SV Accomplice Blog week 7 19/9/19 to 25/9/19

Accomplice
Thu 26 Sep 2019 08:32
SV Accomplice Blog week 7 19/9/19 to 25/9/19

As planned we slipped our berth at Cascais marina, filled the tanks with diesel and headed out to a misty sea lunchtime Monday. Mikey had flown in to Lisbon the day before and reacclimatised himself on Accomplice.

Previously Matthew and I had been exploring around Cascais....walking the coast lines in both directions and taking an inexpensive train ride into Lisbon. The weather had come and on occasions completely gone, one day was spent sheltering from heavy rain. We seem to be taking the inclement weather with us wherever we go and the passage so far to Gran Canaria has been no exception!

This passage to Gran Canaria is one which takes us down the Southern Portuguese coast off shore, across the congested shipping lanes which lead into and out of the Mediterranean and then a straight line into the blue yonder direct to the Canary Islands, perched off the coast of Western Sahara, north west Africa.

We are today 300 nautical miles (nm) into the passage of 715 nm. The forecast was for a windless first day then with winds being from the northerly quadrant in the region of F4 to F6. This is what you would normally expect. So far it has gone to plan in terms of wind but unfortunately we are experiencing a significant cross swell from the NW from heavy weather in the northern Atlantic which makes for a very uncomfortable time. We slide quite nicely down the waves building astern but then get unseated by the NW swell almost on the beam which makes us roll uncontrollably from side to side. Sleep is a challenge and only amounts to a few
snatched moments here and there. And for good measure we are passing through a cold front which luckily is benign but it is blocking out the sun! As I write this at dusk though the sky finally seems to be breaking up. At dusk yesterday evening we were waiting for a good soaking, but miraculously the black foreboding clouds passed in front or slipped behind us. Luck was with us.

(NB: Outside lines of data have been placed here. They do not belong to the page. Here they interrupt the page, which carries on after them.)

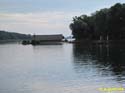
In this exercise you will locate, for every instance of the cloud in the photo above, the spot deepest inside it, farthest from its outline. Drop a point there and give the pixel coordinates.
(39, 23)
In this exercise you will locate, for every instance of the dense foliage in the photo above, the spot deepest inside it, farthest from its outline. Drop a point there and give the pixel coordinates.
(13, 36)
(108, 23)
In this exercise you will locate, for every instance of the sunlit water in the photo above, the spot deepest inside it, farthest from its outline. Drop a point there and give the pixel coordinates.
(66, 68)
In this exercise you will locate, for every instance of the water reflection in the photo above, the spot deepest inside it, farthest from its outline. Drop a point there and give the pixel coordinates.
(106, 60)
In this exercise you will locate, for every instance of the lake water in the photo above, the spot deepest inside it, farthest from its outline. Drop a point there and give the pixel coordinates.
(66, 68)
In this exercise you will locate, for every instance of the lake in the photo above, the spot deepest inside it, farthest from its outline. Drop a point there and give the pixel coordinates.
(66, 68)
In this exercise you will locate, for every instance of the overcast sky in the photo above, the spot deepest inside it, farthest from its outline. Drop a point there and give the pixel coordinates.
(46, 16)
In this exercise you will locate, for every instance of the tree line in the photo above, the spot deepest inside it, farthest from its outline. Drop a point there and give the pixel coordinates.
(105, 24)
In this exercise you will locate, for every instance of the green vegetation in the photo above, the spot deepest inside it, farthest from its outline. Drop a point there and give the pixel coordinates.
(13, 36)
(105, 24)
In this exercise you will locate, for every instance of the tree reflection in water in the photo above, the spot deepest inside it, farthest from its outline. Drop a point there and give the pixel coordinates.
(107, 60)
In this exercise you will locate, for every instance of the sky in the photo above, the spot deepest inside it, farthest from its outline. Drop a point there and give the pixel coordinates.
(46, 16)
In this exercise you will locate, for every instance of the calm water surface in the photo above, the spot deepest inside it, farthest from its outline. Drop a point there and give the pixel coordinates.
(66, 68)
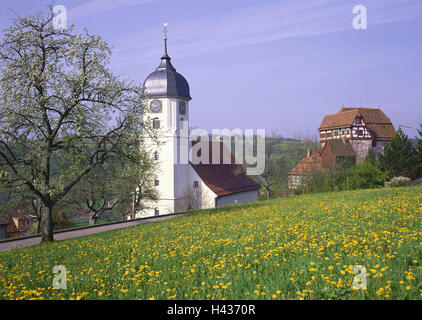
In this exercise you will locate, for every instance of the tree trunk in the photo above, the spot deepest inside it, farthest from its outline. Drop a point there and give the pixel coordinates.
(267, 190)
(92, 218)
(47, 224)
(38, 226)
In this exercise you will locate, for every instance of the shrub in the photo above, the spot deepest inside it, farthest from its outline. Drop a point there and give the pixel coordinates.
(398, 182)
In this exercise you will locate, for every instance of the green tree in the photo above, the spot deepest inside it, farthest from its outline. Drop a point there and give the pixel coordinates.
(398, 156)
(62, 111)
(418, 154)
(124, 182)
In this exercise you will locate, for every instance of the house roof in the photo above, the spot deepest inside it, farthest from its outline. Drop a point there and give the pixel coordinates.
(308, 164)
(340, 148)
(224, 179)
(376, 121)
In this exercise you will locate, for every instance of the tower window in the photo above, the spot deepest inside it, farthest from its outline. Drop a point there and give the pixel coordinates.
(156, 123)
(182, 107)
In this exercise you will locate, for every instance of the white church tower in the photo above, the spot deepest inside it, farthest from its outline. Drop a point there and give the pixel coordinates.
(167, 92)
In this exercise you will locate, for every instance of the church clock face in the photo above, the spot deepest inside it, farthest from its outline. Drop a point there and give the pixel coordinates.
(156, 106)
(182, 107)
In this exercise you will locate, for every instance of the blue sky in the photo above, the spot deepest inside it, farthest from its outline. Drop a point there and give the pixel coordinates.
(278, 65)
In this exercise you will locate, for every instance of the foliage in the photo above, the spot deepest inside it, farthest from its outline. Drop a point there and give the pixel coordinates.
(398, 156)
(398, 182)
(418, 154)
(62, 111)
(302, 247)
(124, 182)
(365, 175)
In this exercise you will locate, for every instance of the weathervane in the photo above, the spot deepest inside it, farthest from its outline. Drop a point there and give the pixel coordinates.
(165, 24)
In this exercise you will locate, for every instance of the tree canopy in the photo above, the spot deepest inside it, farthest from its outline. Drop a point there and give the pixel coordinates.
(62, 111)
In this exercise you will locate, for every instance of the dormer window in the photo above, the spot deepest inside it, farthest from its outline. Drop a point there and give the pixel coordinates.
(156, 123)
(156, 106)
(182, 107)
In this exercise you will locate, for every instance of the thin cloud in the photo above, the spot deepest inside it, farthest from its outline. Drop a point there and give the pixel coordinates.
(262, 23)
(95, 7)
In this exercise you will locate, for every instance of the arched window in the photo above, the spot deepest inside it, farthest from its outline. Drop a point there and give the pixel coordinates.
(156, 123)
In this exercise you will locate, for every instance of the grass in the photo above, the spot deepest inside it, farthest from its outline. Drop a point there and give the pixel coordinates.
(304, 247)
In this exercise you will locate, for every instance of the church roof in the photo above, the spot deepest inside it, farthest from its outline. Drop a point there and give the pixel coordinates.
(375, 120)
(224, 179)
(165, 81)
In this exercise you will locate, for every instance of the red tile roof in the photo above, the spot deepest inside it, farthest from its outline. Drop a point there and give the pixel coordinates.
(376, 121)
(224, 179)
(316, 160)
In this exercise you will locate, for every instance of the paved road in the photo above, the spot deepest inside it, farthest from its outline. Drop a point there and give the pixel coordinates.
(19, 243)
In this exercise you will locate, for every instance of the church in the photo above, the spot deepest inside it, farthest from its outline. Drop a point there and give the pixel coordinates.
(181, 184)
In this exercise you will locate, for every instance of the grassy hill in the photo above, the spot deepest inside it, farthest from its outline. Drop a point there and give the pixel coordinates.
(303, 247)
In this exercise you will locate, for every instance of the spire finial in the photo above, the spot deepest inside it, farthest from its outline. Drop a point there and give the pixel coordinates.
(165, 24)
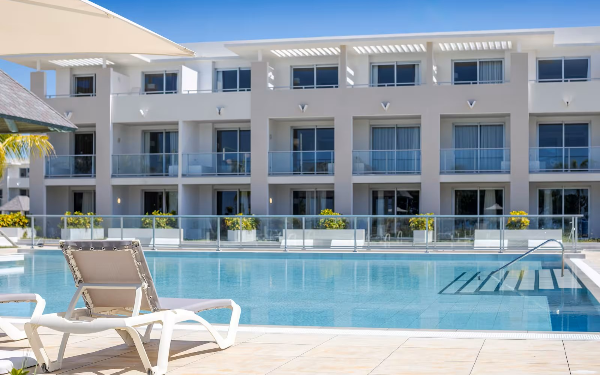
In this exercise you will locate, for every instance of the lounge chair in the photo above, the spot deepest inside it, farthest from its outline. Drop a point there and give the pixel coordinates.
(114, 280)
(11, 331)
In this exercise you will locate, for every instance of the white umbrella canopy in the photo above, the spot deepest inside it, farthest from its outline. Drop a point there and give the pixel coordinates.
(75, 26)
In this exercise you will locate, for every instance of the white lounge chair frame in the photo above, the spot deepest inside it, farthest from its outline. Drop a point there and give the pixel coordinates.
(11, 331)
(125, 319)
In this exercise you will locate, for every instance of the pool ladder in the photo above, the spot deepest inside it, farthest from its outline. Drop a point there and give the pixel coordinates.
(531, 251)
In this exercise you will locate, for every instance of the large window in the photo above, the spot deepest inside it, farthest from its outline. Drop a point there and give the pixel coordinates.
(84, 201)
(164, 201)
(233, 80)
(315, 76)
(472, 72)
(564, 69)
(160, 83)
(84, 85)
(311, 202)
(233, 202)
(563, 146)
(394, 74)
(564, 201)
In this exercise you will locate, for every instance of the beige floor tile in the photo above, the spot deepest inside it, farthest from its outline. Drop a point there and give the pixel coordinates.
(512, 368)
(584, 369)
(418, 342)
(434, 355)
(330, 351)
(284, 350)
(446, 368)
(523, 356)
(331, 365)
(352, 340)
(247, 364)
(517, 345)
(284, 338)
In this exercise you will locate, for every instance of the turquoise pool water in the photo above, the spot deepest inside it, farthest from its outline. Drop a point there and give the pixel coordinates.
(428, 291)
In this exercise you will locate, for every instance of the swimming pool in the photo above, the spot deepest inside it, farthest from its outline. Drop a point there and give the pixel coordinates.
(427, 291)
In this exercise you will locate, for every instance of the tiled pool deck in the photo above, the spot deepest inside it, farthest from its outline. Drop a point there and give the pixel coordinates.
(193, 352)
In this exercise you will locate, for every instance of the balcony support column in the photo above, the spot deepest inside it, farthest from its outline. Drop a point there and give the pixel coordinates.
(343, 188)
(259, 138)
(519, 135)
(430, 163)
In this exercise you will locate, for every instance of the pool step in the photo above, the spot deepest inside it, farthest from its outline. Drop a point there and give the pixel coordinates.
(512, 281)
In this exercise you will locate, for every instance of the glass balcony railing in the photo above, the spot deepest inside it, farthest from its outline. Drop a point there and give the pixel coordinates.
(145, 165)
(386, 162)
(564, 159)
(217, 164)
(63, 166)
(301, 162)
(475, 160)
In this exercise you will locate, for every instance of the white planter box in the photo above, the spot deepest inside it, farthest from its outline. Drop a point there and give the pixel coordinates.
(323, 238)
(246, 235)
(163, 236)
(420, 235)
(81, 234)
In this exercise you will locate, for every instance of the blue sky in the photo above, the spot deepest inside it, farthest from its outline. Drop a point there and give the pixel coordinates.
(201, 20)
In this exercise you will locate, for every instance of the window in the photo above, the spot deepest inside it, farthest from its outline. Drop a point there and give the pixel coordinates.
(395, 74)
(233, 80)
(311, 202)
(233, 202)
(474, 72)
(84, 201)
(84, 85)
(315, 76)
(564, 69)
(313, 150)
(164, 201)
(233, 151)
(160, 83)
(563, 147)
(395, 202)
(561, 201)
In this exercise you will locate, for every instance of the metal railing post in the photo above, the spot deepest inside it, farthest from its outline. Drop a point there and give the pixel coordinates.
(32, 232)
(303, 233)
(285, 234)
(355, 222)
(153, 232)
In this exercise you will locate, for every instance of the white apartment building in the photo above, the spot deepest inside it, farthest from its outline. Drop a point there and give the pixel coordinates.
(460, 123)
(15, 181)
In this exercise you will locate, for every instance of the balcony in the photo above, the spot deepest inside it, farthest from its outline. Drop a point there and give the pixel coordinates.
(145, 165)
(301, 163)
(68, 166)
(475, 160)
(217, 164)
(386, 162)
(564, 159)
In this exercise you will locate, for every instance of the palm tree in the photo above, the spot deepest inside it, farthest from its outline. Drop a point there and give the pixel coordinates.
(19, 147)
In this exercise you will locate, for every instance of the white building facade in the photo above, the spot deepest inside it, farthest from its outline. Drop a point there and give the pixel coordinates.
(469, 123)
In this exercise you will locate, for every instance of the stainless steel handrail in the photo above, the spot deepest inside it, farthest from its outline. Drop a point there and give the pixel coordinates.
(531, 251)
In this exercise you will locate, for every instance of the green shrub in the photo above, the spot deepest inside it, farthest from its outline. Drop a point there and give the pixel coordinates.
(330, 222)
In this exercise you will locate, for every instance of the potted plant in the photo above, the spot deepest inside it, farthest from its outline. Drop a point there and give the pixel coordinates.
(15, 225)
(78, 226)
(247, 233)
(422, 228)
(158, 225)
(329, 231)
(518, 235)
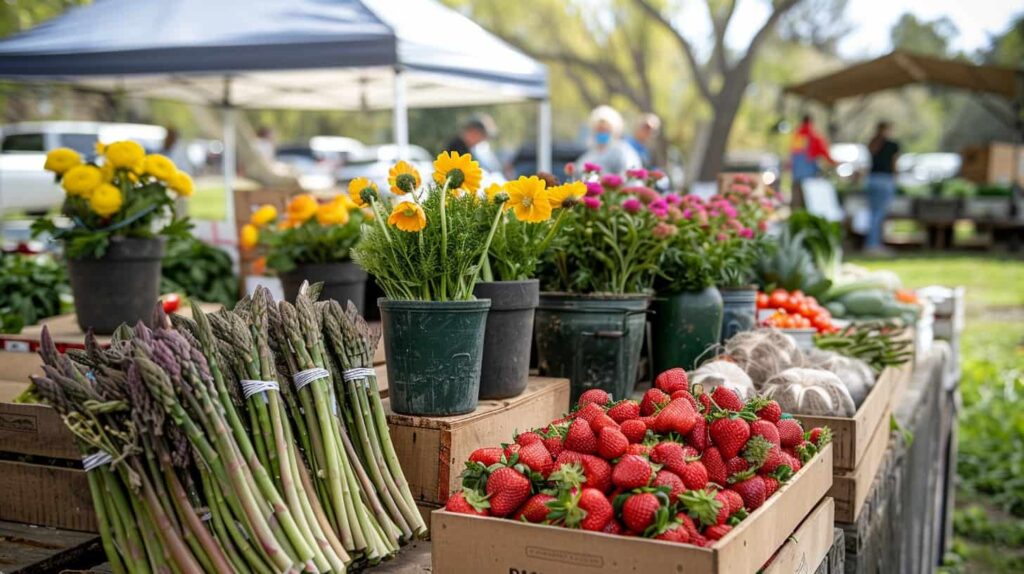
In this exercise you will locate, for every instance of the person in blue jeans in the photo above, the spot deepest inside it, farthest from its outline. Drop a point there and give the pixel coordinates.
(881, 184)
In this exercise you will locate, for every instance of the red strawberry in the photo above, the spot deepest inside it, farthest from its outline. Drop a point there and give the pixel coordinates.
(508, 489)
(596, 396)
(672, 381)
(631, 472)
(727, 399)
(729, 435)
(599, 510)
(639, 511)
(651, 400)
(468, 502)
(581, 438)
(535, 509)
(752, 490)
(611, 443)
(677, 416)
(675, 484)
(635, 430)
(486, 455)
(765, 429)
(625, 410)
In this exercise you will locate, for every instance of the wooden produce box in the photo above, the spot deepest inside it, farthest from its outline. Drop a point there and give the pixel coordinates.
(433, 450)
(480, 544)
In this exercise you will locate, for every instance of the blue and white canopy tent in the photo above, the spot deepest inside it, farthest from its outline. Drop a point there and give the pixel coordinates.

We have been treated to many visitations from the marine life world. We have been accompanied daily by dolphins which really have been our only existence of other life now. We have not spotted another vessel for the last 24hours, just us in this vast expanse of cobalt blue sea. We have had the best display so far of dolphins, a school of maybe 10 playing athletically around the boat in crystal clear water. We passed several pilot whales yesterday who were on a mission going in the opposite direction. A flying fish was also spotted escaping from a bird and a shark’s fin seen, a first for all of us.

It is interesting to watch the dolphins in the blackness of the night, here there is plenty of phosphorescence so what you see is a stream of bright sparkles racing through the water.

And yes you will pleased to hear that Matthew landed his first sea life of his own on the deck......a good sized mahl-mahi or dorado, caught on the lure bought for a song in Cascais. Well done that man for his patience. The landing of the fish ceremony always provides some much needed entertainment. On this occasion upset fish arrives flapping on the end of the line, Matthew tries to control and subdue it, Mikey enters on the left with bucket in hand, too small, and mallet. In the mele that ensued Mikey, whilst swinging the mallet, loses his balance on the back of a rolling deck, treads on the fish’s head, fish hook dislodging from fish’s mouth and then impaling Mikey’s big toe. We have now very upset flapping fish and Mikey hopping around trying to release the hook from his toe, and me falling about laughing😂.

Anyway the end was inevitable for the fish in Matthew deft hands and we enjoyed a lovely oven baked Dorado for our tea that evening. Before the prize though I had to administer first aid to Mikey’s big toe, he’ll survive.....if our nurse Janet was here unfortunately in addition to antiseptic spray he would have probably been offered a suppository?

As I write this I am laying in my berth, bracing myself as the boat rolls from side to side as waves hit it from varying angles. The boat in darkness bar the red glow and dimmed light from the instrumentation at the chart table, the sun gone from the horizon. The generator is mumming away in the engine room, recharging the battery bank for tonight’s usage. The autopilot is making its own particular loud hysteric whirring noise in the locker behind my head as it moves the rudder continuously from side to side in these unsettled seas. Matthew is on deck on watch duty, Mikey is resting in the saloon before his watch at midnight until 3am and my own watch being from 3am until 6am. All of us though in reality are on continual watch throughout the night as required to change the sail configuration or deal with changing weather conditions. Part of our duty is to write up an hourly Ships log of position, speed, barometer pressure, current direction etc Being on watch also entails keeping a look out for shipping/fishing movements, monitoring instrumentation, our progress and trimming sails as required.

We are hoping the wind remains consistent for the next few days and the cross swell subsides a little, well a lot really! Oh and the sun comes out😎

We are planning to get into Las Palmas on Saturday if all goes well.